Let $(\Omega, \mathcal F, P)$ be a probability space and $X,Y$ be $\mathcal F$-measurable random variables. Let $\mathcal G$ be a sub-$\sigma$ algebra of $\mathcal F$. When $A \in \mathcal F$ and $P(A)>0$ we can make sense of conditional independence with respect to an event and $\sigma$-algebra under $P$ in the usual way. Indeed, by defining the probability measure $P_A(\cdot) := \frac{P(A \cap \cdot)}{P(A)}$ on $(\Omega, \mathcal F)$ we make the identification $$ X \perp_P Y | \mathcal G,A \quad \Leftrightarrow \quad X \perp_{P_A} Y | \mathcal G. $$ I.e. the statement on the left is defined to be the statement on the right. We understand in measure theoretic terms what the independence statement on the right means. Likewise, we understand in measure theoretic terms what e.g. $E_{P_A}[X | \mathcal G]$ means.

My question:

I am really interested in the general situation when $A\in \mathcal F$ is a $P$-null set, but to make the problem more concrete I assume in the following that $A = \{Z=z \}$, where $Z$ is a continuous random variable. It then seems natural to make use of a Markov kernel $K$ (assuming that it exists) from $(\mathbb R, \mathcal B)$ to $(\Omega,\mathcal F)$ and define a regular conditional distribution given $Z=z$ as follows: $P_z(\cdot) := K(z,\cdot)$. I wonder if it is correct to make sense of conditional independence with respect to $\mathcal G$ and $Z=z$ as above: $$ X \perp_P Y | \mathcal G,Z=z \quad \Leftrightarrow \quad X \perp_{P_z} Y | \mathcal G. $$ I.e. that conditional independence and expectation is defined in terms of $P_z$. Since $P_z$ is a probability measure on $(\Omega, \mathcal F)$ we can make sense of the conditional independence statement on the right. Likewise, for $X \in L^1(P_z)$ there is a unique $\mathcal G$-measurable variable $H$ such that $E_{P_z}[I_G H] = E_{P_z}[I_G X]$ for each $G \in \mathcal G$. I wonder if this is a way to make sense of $E_P[X | \mathcal G, Z=z]$.

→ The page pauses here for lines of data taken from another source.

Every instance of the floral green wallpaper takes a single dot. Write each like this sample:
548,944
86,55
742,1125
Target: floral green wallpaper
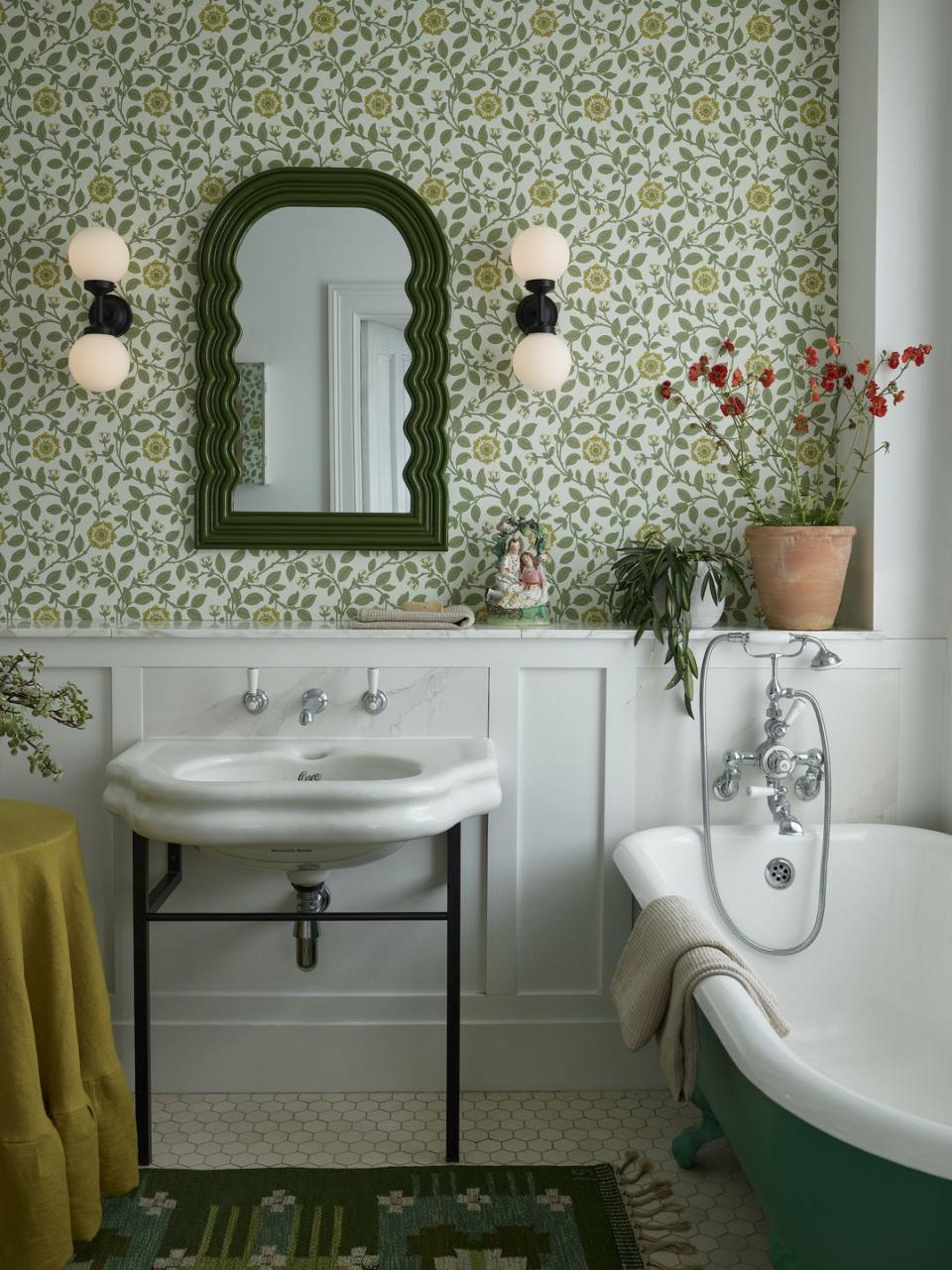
686,149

The obvious limitation here, it seems to me, is that one can not generally assume that such a Markov kernel exists (unless one imposes some special structure on $(\Omega, \mathcal F)$, e.g. that it is a Borel space, which seems undesirable). On the other hand, if the construction I'm thinking of is incorrect then I have no clue as to how objects like $E_P[X | \mathcal G, Z=z]$ are defined in general! Of course, if $\mathcal G = \sigma(L)$ for some random variable $L$, we are really talking about objects like $E_P[X | L, Z=z]$, which statisticians work with and manipulate all the time.